Kingsley Plays Doctor in Shutter Island
“The comments that I’ve heard from your colleagues have been that they couldn’t work out whether I was a good person or a bad person,” Kingsley joked. “They couldn’t, and they were wondering how I subtly managed my performance to be in one scene good and one scene bad. I didn’t do anything. What happens is that if Martin Scorsese can focus on your light, he will then have a prism that will scatter that light into seven different colors in which he can choose any one of them at any given time. It’s where he puts his camera, what lens he uses, how he lights the scene, it can utterly transform Leo, myself, Max [von Sydow], anyone in the scene in front of him.”

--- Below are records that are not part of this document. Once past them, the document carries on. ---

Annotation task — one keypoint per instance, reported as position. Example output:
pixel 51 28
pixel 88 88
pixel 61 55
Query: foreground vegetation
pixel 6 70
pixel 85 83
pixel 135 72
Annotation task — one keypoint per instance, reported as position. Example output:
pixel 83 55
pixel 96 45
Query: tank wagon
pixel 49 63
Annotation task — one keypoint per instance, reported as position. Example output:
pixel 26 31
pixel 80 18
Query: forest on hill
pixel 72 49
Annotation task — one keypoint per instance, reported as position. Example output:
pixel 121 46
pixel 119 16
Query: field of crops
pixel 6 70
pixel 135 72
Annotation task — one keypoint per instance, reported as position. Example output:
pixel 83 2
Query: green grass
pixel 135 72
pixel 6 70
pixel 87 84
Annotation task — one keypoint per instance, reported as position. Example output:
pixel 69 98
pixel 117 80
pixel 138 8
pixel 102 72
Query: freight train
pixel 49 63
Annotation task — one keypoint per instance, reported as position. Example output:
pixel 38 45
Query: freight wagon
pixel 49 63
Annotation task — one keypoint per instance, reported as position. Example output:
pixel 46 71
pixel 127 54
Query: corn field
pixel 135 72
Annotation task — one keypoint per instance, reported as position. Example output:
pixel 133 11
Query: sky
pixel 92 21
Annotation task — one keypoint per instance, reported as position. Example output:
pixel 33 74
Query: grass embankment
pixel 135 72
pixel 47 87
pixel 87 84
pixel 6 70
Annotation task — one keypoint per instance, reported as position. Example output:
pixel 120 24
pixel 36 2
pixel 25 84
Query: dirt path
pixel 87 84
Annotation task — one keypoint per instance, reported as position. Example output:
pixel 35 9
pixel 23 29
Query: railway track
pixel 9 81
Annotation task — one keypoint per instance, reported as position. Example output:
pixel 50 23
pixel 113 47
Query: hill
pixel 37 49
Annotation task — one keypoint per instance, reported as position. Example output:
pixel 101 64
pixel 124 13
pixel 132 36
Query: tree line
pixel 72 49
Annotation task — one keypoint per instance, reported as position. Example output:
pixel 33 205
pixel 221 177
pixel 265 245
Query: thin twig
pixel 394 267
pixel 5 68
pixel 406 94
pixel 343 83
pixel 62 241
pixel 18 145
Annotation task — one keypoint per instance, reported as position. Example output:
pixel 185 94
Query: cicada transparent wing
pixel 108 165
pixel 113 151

Kingsley was giving a consistent performance. It’s Scorsese’s vision that makes it morally ambiguous. “This gives the actor enormous confidence that you do not have to constantly adjust your perception of your character. He adjusts the perception of your character. That is his joyful job. I’ll do my job to present, at the risk of sounding terribly boring, an absolutely consistent unchanging before him. Based upon a psychiatrist’s love for his patient and his commitment to healing, that is all I play I promise you, hands on heart and it’s a fantastic opportunity.”
Shutter Island
Shutter Island
Perhaps Scorsese discovered even more than Kingsley knew he had. “When Marty sees that light and what’s going on when that light is switched on, he will then adjust to capture every fragment of what you’re giving him. Nothing, not one molecule of energy is wasted on a Martin Scorsese set so in a nut shell, it was a glorious experience. I hope the first of many.”
If Kingsley was giving a simple performance, he was blown away by his costars. “What I found extraordinary was with talking to Max and indulging him in this lovely conversation between takes, and then Mr. Scorsese would say action and you couldn’t see any difference. You cannot see the acting and you could be inches from his face. You think, where’s the acting? Absolutely extraordinary.”
Shutter Island opens to theaters on February 19th.